When multiple cores help:
When you are running multiple independent jobs
When you are running a single job that can be parallelized (check the documentation!)
When you are running a single job that can be parallelized, but the parallelization is not built into the code (e.g. you are running multiple instances of the code with different hyperparameters)

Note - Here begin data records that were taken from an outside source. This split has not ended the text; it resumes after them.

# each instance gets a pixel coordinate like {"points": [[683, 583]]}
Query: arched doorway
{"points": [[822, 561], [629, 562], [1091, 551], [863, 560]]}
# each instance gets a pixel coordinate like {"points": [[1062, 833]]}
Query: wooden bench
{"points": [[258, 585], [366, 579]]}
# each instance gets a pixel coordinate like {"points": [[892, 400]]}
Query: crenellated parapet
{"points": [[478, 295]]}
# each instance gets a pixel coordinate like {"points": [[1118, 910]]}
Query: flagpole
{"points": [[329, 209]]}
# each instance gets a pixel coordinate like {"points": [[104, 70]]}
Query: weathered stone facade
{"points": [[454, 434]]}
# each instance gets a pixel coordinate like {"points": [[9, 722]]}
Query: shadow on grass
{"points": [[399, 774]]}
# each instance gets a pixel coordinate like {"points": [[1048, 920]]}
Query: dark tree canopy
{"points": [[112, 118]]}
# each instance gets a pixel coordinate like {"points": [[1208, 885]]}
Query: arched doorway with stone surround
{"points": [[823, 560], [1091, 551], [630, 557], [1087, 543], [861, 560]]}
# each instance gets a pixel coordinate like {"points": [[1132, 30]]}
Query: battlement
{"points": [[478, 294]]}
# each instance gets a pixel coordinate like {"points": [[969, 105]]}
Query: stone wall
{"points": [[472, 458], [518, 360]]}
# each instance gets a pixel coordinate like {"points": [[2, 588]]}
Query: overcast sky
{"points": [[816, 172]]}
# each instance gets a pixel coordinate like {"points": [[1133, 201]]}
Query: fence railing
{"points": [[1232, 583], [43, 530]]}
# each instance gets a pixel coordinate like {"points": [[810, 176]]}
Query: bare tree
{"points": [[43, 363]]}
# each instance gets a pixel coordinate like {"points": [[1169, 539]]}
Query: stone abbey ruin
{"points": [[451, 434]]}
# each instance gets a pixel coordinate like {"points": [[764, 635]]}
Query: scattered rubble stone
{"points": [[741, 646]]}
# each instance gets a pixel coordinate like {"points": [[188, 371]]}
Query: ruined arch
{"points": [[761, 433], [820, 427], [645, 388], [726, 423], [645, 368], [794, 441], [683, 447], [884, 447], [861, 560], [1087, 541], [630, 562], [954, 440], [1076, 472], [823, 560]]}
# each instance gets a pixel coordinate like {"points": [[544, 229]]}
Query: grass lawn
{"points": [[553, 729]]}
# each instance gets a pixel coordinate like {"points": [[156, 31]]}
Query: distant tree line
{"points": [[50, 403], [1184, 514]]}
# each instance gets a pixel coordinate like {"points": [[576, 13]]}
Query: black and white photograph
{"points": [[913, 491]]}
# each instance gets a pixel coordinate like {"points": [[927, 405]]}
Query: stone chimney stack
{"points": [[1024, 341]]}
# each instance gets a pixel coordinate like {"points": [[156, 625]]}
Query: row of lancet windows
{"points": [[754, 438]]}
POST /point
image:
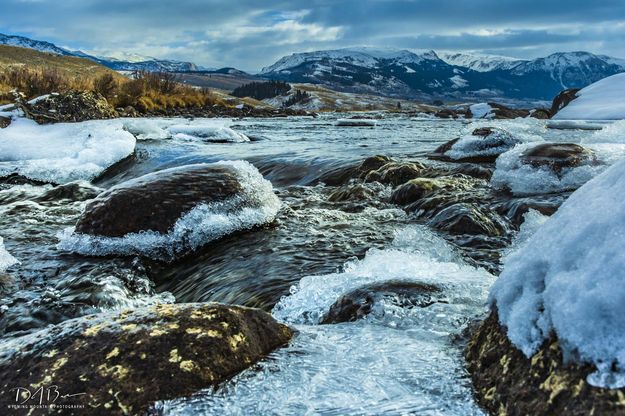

When multiple cores don’t help:
When you are running a single job that cannot be parallelized
When you haven’t written your code to take advantage of multiple cores
When a GPU helps:
When you are running a deep learning model
When you are running a model that can be accelerated by a GPU (check the documentation!)
When a GPU doesn’t help:
When you are running a model that is not accelerated by a GPU
When you haven’t written your code to take advantage of a GPU
How much memory to request:
This depends on the size of your dataset and the size of your model, as well as whether you are using a GPU. E.g., if you are using a large language model, you might need a big GPU but not much memory. If you are using a large dataset, you might need a lot of memory but not a big GPU.
Be sure to use the jobperf
command to check how much memory your job is using. E.g., watch -n 2 jobperf [jobid]
will show you how much memory your job is using every 2 seconds.